More seriously, she urged lawmakers to take politics out of climate change.
«There will always be political differences,» Ardern said during her farewell speech, dressed in a traditional Maori cloak called a korowai. “But beyond that, we have what we need to make the progress we need to make.”
She also revealed that she never thought she was destined to play the role of prime minister, and that although she could' She hoped that by not controlling how her tenure would be judged, she would demonstrate that anyone can be a leader.

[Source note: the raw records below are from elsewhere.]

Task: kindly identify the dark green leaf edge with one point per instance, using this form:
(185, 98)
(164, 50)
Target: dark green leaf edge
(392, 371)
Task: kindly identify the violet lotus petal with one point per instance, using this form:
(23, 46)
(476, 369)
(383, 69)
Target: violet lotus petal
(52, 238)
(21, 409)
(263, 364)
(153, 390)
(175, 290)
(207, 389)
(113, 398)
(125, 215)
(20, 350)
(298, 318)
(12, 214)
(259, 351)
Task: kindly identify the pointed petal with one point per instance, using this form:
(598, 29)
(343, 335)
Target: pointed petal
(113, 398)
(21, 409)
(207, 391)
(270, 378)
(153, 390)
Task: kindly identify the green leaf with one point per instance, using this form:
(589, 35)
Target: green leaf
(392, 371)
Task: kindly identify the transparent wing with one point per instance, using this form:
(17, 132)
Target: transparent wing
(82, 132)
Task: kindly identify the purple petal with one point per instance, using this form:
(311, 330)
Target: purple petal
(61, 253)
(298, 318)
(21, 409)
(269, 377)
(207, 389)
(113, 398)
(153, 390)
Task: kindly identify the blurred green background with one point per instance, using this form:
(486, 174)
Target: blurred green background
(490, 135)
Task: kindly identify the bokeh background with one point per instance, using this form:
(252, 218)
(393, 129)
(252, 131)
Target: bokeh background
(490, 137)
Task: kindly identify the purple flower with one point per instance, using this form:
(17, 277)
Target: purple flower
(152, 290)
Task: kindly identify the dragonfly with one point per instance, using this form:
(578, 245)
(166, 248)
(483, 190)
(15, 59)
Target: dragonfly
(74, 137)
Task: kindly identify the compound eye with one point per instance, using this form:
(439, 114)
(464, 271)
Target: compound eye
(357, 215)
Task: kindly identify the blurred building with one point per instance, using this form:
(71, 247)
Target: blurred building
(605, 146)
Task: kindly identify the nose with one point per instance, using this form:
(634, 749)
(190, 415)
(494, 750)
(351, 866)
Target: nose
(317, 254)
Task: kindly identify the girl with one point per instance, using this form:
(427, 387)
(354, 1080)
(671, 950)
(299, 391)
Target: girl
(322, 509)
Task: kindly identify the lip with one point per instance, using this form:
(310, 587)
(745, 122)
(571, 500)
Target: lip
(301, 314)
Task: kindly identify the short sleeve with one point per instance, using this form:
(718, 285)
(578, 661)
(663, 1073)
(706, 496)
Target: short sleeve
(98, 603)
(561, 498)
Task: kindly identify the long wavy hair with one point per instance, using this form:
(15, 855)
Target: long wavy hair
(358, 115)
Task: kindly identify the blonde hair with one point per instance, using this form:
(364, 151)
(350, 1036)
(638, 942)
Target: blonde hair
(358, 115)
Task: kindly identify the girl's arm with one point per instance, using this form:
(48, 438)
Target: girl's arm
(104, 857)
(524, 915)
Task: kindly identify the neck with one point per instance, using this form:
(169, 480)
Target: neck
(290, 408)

«You can be restless, sensitive, kind and carry your heart on your sleeve,» she said. «You can be a mother or not, you can be an ex-Mormon or not, you can be a nerd, a crybaby, a hugger, you can be all of that, and not only can you be here, you can be like me.»
Wearing a kakahu, the traditional Maori cloak, Ms Ardern hugged new Prime Minister Chris Hipkins. Photo: MASANORI UDAGAWA/EPA-EFE/Shutterstock
Ms Ardern was greeted with applause from lawmakers from across the political spectrum and a rousing performance of several Maori indigenous songs.
Later this month, she will begin a new unpaid role to combat online extremism as Special Envoy for the Christchurch Call, an initiative she launched with French President Emmanuel Macron in May 2019, two months after an armed white supremacist killed 51 people at two mosques in the New Zealand city Christchurch. .
She also announced that she will serve on the board of trustees of The Earthshot Prize, an environmental charity founded by Prince William.